Introduction — what kind of counts does the distribution describe?
Build the entry-level feel for the Poisson distribution by looking only at counts inside a fixed interval.
The intuition we want to build first
The Poisson distribution does not look at "how large the value is" — it looks at "how many events occurred within a fixed interval." To start, we line up 5-minute buckets and look only at the count inside each bucket.
5-minute buckets lined up with only the per-bucket count visible. How those counts are distributed is exactly what the Poisson distribution describes.
Count events, not values
For example, when you think about API timeout counts, it's natural to say "0 this minute, 2 this minute, 5 this minute." Here what you want to summarize is not the exact timing of each event but how many events happened in that interval.
At the entry to Poisson, three things matter:
- Decide the interval first. For example: 1 minute, 10 minutes, 1 day.
- Look at the count per interval. For example: 3 events in the last 10 minutes.
- Set the fine-grained ordering of events aside for now.
| What you want to model | Is Poisson a good fit? | Why |
|---|---|---|
| Number of inquiries per hour | Good fit | It's the count inside a fixed interval. |
| The heights of students | Not a fit | It's a continuous value, not a count. |
| Number of winning tickets drawn without replacement | Inappropriate (not impossible) | The number of draws is capped, and removing a card changes the remaining composition so trials are not independent.
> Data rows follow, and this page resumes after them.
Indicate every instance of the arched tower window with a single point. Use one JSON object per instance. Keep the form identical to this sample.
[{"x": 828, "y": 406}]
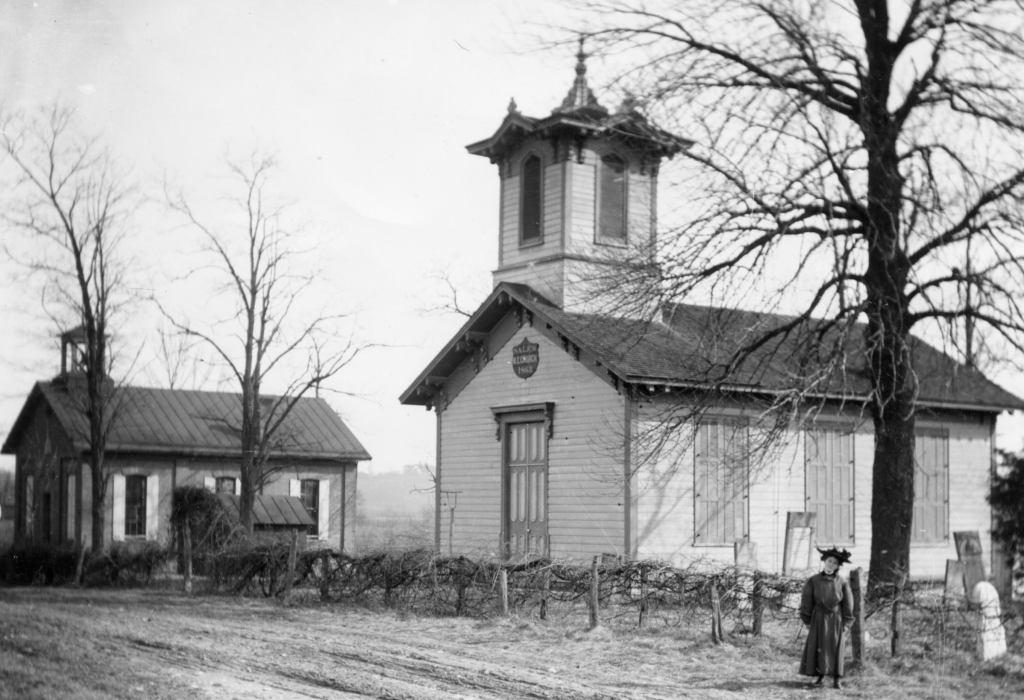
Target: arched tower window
[
  {"x": 529, "y": 213},
  {"x": 611, "y": 199}
]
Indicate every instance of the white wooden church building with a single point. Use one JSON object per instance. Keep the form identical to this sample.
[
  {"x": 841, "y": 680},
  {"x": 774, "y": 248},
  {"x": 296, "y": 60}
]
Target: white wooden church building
[{"x": 541, "y": 399}]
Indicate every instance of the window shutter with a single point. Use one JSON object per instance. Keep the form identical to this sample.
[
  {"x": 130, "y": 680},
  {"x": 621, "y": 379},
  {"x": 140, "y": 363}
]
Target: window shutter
[
  {"x": 72, "y": 504},
  {"x": 152, "y": 507},
  {"x": 118, "y": 521},
  {"x": 324, "y": 509}
]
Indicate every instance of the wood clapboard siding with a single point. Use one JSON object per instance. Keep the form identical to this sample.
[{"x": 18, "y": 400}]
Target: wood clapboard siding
[
  {"x": 510, "y": 220},
  {"x": 970, "y": 479},
  {"x": 511, "y": 252},
  {"x": 553, "y": 207},
  {"x": 582, "y": 203},
  {"x": 666, "y": 499},
  {"x": 547, "y": 279},
  {"x": 161, "y": 469},
  {"x": 585, "y": 504}
]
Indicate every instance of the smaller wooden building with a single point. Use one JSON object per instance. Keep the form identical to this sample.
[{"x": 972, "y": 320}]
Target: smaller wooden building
[
  {"x": 271, "y": 514},
  {"x": 160, "y": 439}
]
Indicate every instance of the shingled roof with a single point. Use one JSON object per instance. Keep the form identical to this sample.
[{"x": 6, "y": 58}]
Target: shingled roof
[
  {"x": 201, "y": 423},
  {"x": 689, "y": 346},
  {"x": 269, "y": 511}
]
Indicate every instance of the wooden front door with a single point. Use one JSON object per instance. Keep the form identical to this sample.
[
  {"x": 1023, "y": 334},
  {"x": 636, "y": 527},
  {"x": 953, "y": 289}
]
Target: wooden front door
[{"x": 525, "y": 489}]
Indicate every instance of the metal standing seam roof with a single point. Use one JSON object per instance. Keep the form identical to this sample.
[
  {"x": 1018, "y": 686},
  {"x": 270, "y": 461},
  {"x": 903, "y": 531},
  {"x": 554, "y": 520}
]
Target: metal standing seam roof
[
  {"x": 172, "y": 421},
  {"x": 691, "y": 344},
  {"x": 269, "y": 510}
]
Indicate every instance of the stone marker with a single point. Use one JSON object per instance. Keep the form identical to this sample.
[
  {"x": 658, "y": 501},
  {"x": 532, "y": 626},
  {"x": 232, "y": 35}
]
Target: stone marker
[
  {"x": 747, "y": 563},
  {"x": 969, "y": 552},
  {"x": 954, "y": 579},
  {"x": 991, "y": 637}
]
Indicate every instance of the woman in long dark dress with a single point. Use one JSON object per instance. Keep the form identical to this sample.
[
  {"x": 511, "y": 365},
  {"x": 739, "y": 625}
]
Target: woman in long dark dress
[{"x": 826, "y": 609}]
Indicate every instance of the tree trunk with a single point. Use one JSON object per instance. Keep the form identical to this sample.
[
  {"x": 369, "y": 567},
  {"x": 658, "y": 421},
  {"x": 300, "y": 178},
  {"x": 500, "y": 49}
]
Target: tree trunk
[{"x": 886, "y": 280}]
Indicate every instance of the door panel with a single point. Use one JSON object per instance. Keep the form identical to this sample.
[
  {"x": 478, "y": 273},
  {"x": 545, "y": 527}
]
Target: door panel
[{"x": 526, "y": 489}]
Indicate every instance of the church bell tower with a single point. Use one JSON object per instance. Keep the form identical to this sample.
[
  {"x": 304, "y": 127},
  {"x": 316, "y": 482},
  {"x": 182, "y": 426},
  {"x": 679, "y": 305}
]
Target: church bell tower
[{"x": 578, "y": 194}]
This is the territory of the hypergeometric distribution. Poisson is not "unusable" here — it is just the wrong fit. |
The assumptions behind Poisson (the Poisson process)
The Poisson distribution fits naturally when the way events occur roughly satisfies the three conditions below. These are the assumptions of what is called a Poisson process.
- Independence: counts in one interval are independent of counts in any other. Whether one event occurred does not change the chance of the next.
- Rarity (no simultaneous events): in a vanishingly short sub-interval, the chance that two or more events happen at the same instant is negligible.
- Stationarity (uniform rate): the average rate of occurrence is the same at every position inside the interval.
Heights are modeled by the normal distribution because they are continuous magnitudes, not counts. Poisson always describes "how many events happened in a fixed interval" as a discrete random variable. Keeping these three conditions in mind makes it easier to judge whether Poisson is appropriate in practice.
Check 1 — Carry the rate onto the interval
First, confirm your feel for 'count data' and 'fixed interval' by multiplying a rate by a window length.
Q1. Suppose timeouts occur at an average rate of 6 per 10 minutes. What is λ when you look at a 5-minute interval?
6 per 10 minutes means 0.6 per minute on average. Over 5 minutes that gives 0.6 × 5 = 3, so λ = 3.
Q2. Which of the following is the most natural candidate for a Poisson distribution?
Poisson is good for representing the count of events inside a fixed interval. Heights are continuous, and drawing without replacement is a capped combinatorial problem — neither is a Poisson fit.
λ is "the mean count for that interval"
The star of Poisson is λ, the mean count for the interval. If you double the observation window, the mean count doubles; halve it, and the mean count halves.
λ = rate × interval length"Mean" here is the long-run center if you observed intervals with the same conditions many times. A single interval does not have to land exactly on λ events.
When you only look at counts, what stays and what is lost?
When Poisson looks at the count per interval, how many events there were is preserved. On the other hand, which second within that minute they clustered in, and which came first, are all thrown away.
This is not "treating the data carelessly" — it is a deliberate simplification so we can focus on the count model first. When we need the rest, we move on to models of waiting times and arrival times.
The point to keep in mind is that Chapter 1 is a bridge from raw counts to a probability model. Once we have counts inside fixed intervals that we want to describe by some distribution, the next chapter introduces a function that assigns a probability to each possible count — the probability mass function P(X = k).
Check 2 — The interval and what you throw away
λ is 'the rate carried onto this interval.' While you look at counts, check what you are letting go of at the same time.
Q1. Consider a monitoring system that emits on average 0.3 warnings per minute. Over a 20-minute window, what is the mean count λ?
At 0.3 per minute, 20 minutes gives 0.3 × 20 = 6. So λ = 6.
Q2. Pick the correct description of what this course means by 'fixed interval.'
Poisson counts the events that fall inside an interval you fixed in advance. Changing the interval after the fact makes it hard to compare using the same λ.
Q3. From a record that says '3 events occurred in the same 1 minute,' which piece of information is being discarded?
At the entry to Poisson, we first look at how many events occurred. In exchange, we do not keep the timing information of which second within the minute each event happened.
Key takeaways from this chapter
- Poisson is a distribution for the count of events in a fixed interval.
- Its main parameter λ is the mean count for that interval.
- In exchange for looking at counts, the fine-grained timing within the interval is set aside.